The ‘Flying Lamborghini,’ however, is only one of the hundreds of attractions at Volkswagen’s Auotostadt (Car City in English), a theme park on automobility created 10 years ago on 62 acres near the company’s headquarter and main car factory at Wolfsburg. Through the stated motto of ‘People, cars and what moves them,’ Autostadt inculcates the culture of automobiles in the minds of Germans and visitors from other countries.
Creating values
At Autostadt the visitors begin their adventure tour under trained guides. They are first told about the group’s values: quality, safety, social responsibility and environmental awareness. They then go through a speedy virtual journey in a simulator and exciting film sequences in three different cinemas to the rational level in the Car-Design Studio, where a milling machine creates the latest Volkswagen model before visitors’ eyes.
In the park the all major Volkswagen group brands are presented in seven individual pavilions spread out in a green landscaped park. The Volkswagen group is currently developing and manufacturing vehicles for eight umbrella brands: ranging from the VW Fox, the Lamborghini sports car, the reasonably-priced compact Seat or Skoda models, the large Audi A8 Quattro and the company’s best-selling VW Golf. It also displays the highly traditional luxury Bentley and Bugatti saloon. It proudly displays a limited edition, silver chrome finish Bugatti boasting a price tag of €1.9 million. Volkswagen made only 400 such cars which have a 8000 cc engine (8 litre) and a top speed of 400 km an hour.
The park includes two massive 22-storied car towers, each with a capacity to hold 400 cars ready for delivery. Cars to the towers come directly from the factory through an underground, computer controlled, conveyer tunnel. Autostadt also has a four-storied car museum where one can take a journey in time travel starting from the inception of cars to the present day. The museum exhibits not only aspects of automobiles that have become legendary, but also delineates important technological milestones set by world’s automobile producers, both past and present.
Catch them young
Volkswagen also believes that to create brand loyalty among its customers it should also attract kids and youths who will be its future car buyers. Kids aged between 10 and 15 can obtain a driving licences if they qualify in the driving test using car simulators.
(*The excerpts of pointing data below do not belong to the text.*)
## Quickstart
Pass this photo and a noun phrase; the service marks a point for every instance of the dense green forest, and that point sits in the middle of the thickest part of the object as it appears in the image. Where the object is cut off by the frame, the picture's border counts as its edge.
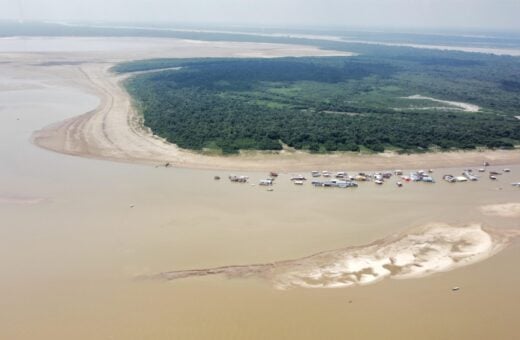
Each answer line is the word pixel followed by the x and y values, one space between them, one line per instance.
pixel 331 103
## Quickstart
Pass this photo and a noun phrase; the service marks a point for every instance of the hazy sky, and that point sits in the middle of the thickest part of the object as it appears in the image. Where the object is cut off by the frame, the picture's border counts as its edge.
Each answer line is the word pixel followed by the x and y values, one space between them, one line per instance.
pixel 485 14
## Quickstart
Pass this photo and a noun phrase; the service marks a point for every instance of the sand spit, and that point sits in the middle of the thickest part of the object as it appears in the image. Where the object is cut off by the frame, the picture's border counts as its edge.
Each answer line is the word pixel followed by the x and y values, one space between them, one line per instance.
pixel 115 131
pixel 457 105
pixel 421 252
pixel 20 200
pixel 502 210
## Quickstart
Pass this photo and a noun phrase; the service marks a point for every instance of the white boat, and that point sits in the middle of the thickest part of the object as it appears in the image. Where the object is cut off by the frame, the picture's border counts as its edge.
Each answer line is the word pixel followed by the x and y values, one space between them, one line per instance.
pixel 469 176
pixel 341 174
pixel 238 179
pixel 449 178
pixel 266 182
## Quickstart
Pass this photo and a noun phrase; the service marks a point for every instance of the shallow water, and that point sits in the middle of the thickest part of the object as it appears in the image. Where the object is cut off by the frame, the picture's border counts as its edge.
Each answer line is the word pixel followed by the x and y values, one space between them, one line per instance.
pixel 72 253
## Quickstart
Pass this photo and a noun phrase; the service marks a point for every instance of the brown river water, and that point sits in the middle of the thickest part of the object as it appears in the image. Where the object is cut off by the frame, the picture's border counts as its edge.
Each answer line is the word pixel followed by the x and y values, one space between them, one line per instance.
pixel 82 242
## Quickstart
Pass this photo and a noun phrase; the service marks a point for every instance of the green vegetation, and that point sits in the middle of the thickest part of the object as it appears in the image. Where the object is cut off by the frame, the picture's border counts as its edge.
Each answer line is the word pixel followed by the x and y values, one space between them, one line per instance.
pixel 331 104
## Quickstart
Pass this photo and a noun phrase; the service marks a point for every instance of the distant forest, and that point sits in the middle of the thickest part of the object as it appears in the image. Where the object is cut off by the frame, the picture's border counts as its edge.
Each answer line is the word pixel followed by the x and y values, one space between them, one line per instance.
pixel 329 104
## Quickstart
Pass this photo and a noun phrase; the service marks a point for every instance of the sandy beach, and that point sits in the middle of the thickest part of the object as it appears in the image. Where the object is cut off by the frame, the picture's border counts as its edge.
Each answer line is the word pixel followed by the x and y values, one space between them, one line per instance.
pixel 115 131
pixel 95 249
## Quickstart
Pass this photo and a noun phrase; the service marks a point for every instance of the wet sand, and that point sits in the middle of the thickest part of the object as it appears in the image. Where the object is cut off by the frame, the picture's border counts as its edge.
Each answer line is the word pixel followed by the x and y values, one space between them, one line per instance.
pixel 73 262
pixel 115 131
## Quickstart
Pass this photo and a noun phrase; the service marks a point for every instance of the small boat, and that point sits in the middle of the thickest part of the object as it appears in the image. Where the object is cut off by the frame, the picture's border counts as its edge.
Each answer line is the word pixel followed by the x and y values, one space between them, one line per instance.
pixel 469 176
pixel 298 178
pixel 428 179
pixel 266 182
pixel 341 174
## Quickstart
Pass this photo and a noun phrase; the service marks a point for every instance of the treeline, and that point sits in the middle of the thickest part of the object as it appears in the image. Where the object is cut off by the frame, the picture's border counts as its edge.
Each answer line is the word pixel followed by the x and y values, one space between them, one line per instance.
pixel 323 104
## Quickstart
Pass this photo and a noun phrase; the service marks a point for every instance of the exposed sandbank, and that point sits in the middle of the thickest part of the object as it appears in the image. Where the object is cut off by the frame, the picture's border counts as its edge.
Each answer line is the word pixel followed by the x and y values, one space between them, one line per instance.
pixel 425 251
pixel 115 131
pixel 502 210
pixel 459 105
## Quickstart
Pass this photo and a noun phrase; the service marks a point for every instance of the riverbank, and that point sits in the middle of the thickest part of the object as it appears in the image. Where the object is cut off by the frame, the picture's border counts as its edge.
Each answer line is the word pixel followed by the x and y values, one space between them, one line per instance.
pixel 115 131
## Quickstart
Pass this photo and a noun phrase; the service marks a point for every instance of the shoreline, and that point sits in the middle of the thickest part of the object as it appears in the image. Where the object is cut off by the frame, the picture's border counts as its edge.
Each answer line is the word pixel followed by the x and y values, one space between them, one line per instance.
pixel 115 131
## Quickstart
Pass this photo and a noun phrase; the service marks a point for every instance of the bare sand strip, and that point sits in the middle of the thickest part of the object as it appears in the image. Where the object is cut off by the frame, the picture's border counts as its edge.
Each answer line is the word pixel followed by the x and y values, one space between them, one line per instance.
pixel 502 210
pixel 459 105
pixel 418 253
pixel 115 131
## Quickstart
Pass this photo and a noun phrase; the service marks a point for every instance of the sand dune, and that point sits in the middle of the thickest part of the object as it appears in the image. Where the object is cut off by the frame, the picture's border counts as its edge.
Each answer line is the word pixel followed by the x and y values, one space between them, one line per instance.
pixel 425 251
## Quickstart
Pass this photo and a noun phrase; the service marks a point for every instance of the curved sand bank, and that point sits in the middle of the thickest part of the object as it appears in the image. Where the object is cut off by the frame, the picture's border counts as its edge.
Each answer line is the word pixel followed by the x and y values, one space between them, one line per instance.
pixel 421 252
pixel 457 105
pixel 115 131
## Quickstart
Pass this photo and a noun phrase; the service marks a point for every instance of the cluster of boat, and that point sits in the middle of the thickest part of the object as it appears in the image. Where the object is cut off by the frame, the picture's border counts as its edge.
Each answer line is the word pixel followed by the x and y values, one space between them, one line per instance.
pixel 342 179
pixel 469 175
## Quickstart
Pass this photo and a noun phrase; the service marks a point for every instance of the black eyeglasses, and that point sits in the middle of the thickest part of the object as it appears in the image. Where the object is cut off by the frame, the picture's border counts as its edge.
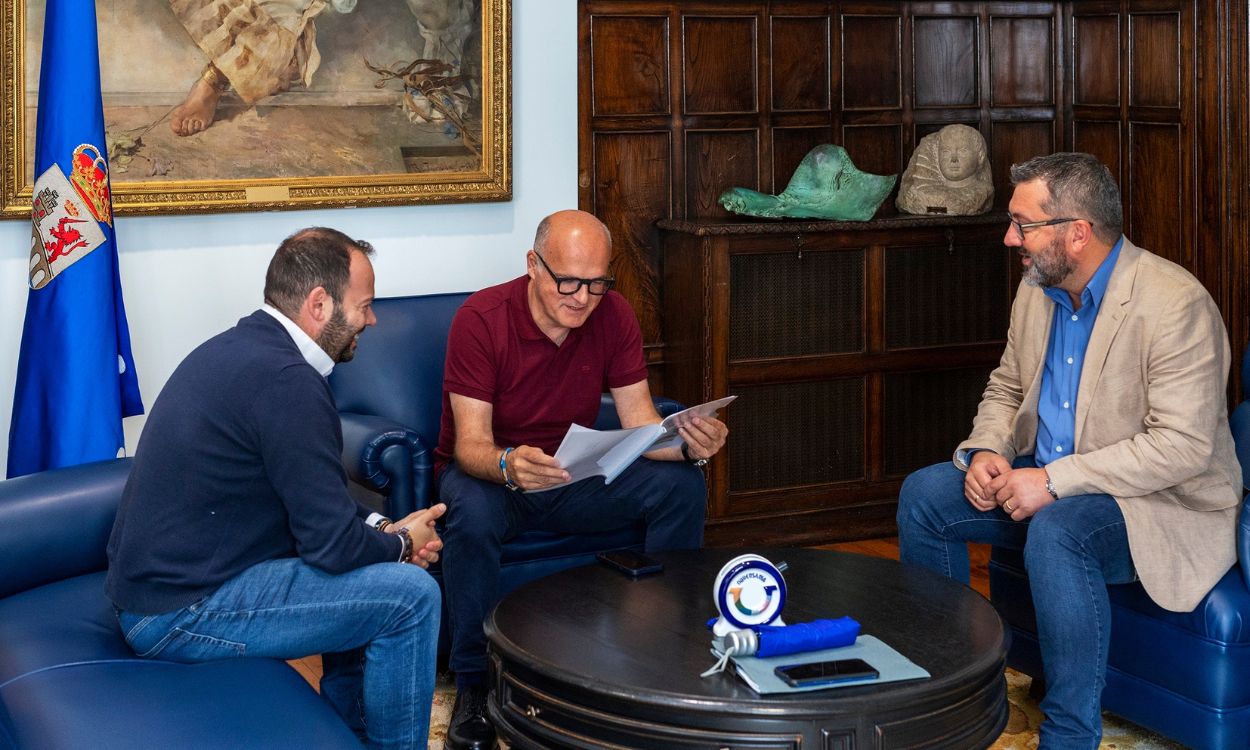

Though these are not the real driving licences for roads, using them kids can drive small battery-operated cars in a driving track simulated with traffic lights. For the grown up drivers Autostadt offers Economy Training and Safety Training that help them learn how to get the best mileage and save fuel by altering their driving methods and how to control a skid on a specially developed skid-pad. To compliment this is the all-terrain track where visitors can test drive the Volkswagen’s SUV ‘Touareg’ over 11 different obstacles.
Strategic investment
To create Autostadt Volkswagen has spent €430 million or Rs 2,600 crore, an amount one needs to invest in a country like India to set up a full fledged green-field car plant. If the car maker has spent such a huge amount of money on a theme car park, be sure it is also extracting a reasonable return. Firstly, Autostadt has become a place of tourist attraction not only for Germans but for all Europeans who love cars. In the last ten years the park, it is celebrating its tenth anniversary in 2010, has attracted 20 million visitors who also paid an entry fee that presently averages around €5 per person. “With the Autostadt, we have entered a new world,” said Autostadt GmbH CEO Otto Ferdinand Wachs who considered this major project to be one of the most important marketing and sales moves by Volkswagen.
Boosting sales
As the theme car park has become popular, car buyers also thronged Autostad to buy any Volkswagen cars directly from the company. At the Customer Centre at Autostadt, Volkswagen delivers 550 cars to buyers every day or about 160,000 cars in a year, making it the largest car distribution centre in the world from a single location. Since its inception, the company has handed over 1.4 million cars to customers at Autostadt, which is approximately 30 per cent of the German private customer market.
The Autostadt therefore plays a vital part in nurturing customer loyalty and is instrumental in fostering a direct, emotional relationship as it pertains to the brand and the company. Volkswagen claimed that approximately 20 per cent of Autostadt visitors intended buying a new vehicle in the foreseeable future.